The relative proportion of glass eel predated by piscivorous fish in relation to local abundance can be estimated by mark‐recapture techniques. To estimate local abundance, mark‐recapture methods such as alizarin red S (Caraguel et al., 2015; Diekmann et al., 2019; Kullmann et al., 2017), oxytetracycline (Simon & Dörner, 2005), vital dyes (Briand et al., 2005), coded wire tags (Simon & Dörner, 2005) and visible implant elastomer (VIE) tags (Imbert et al., 2007) are used. Differences between these methods include group or individual marking, tag retention and the necessity to kill glass eels to identify recaptures (Briand et al., 2005; Imbert et al., 2007; Simon & Dorner, 2011; Simon & Dörner, 2005). Marking methods that can discriminate between groups, affecting neither behaviour nor survival, are preferred. When temporal and local glass eel abundance must be estimated in relation to the presence of piscivorous fish during the migration season, visible tags such as VIE‐tags may be good candidates. Experiments showed that the mortality of VIE‐tagged glass eels was negligible to 1% (Drouineau et al., 2015), and retention of the tags in the fish was 98.7% during a 5 month laboratory experiment (Imbert et al., 2007).

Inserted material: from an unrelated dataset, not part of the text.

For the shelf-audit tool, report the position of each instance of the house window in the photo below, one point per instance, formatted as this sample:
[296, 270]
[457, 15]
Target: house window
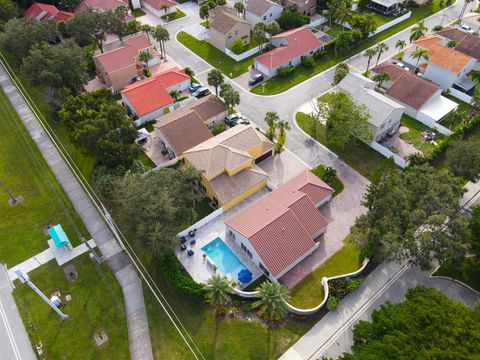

Tagged and untagged glass eels are assumed to have an equal survival probability in abundance estimates of glass eel (Briand et al., 2005; Diekmann et al., 2019). Nonetheless, the effects of visible tags on predation risk may bias abundance estimates in case of unequal survivability. Although no clear relation between predation and VIE‐tags was found for fantail darters (Etheostoma flabellare), largemouth bass (Micropterus salmoides), channel catfish (Ictalurus punctaus) and blacktail shiners (Cyprinella venusta) (Reeves & Buckmeier, 2009; Roberts & Kilpatrick, 2004), predation risk for fully transparent glass eels in combination with colourful VIE‐tags might differ.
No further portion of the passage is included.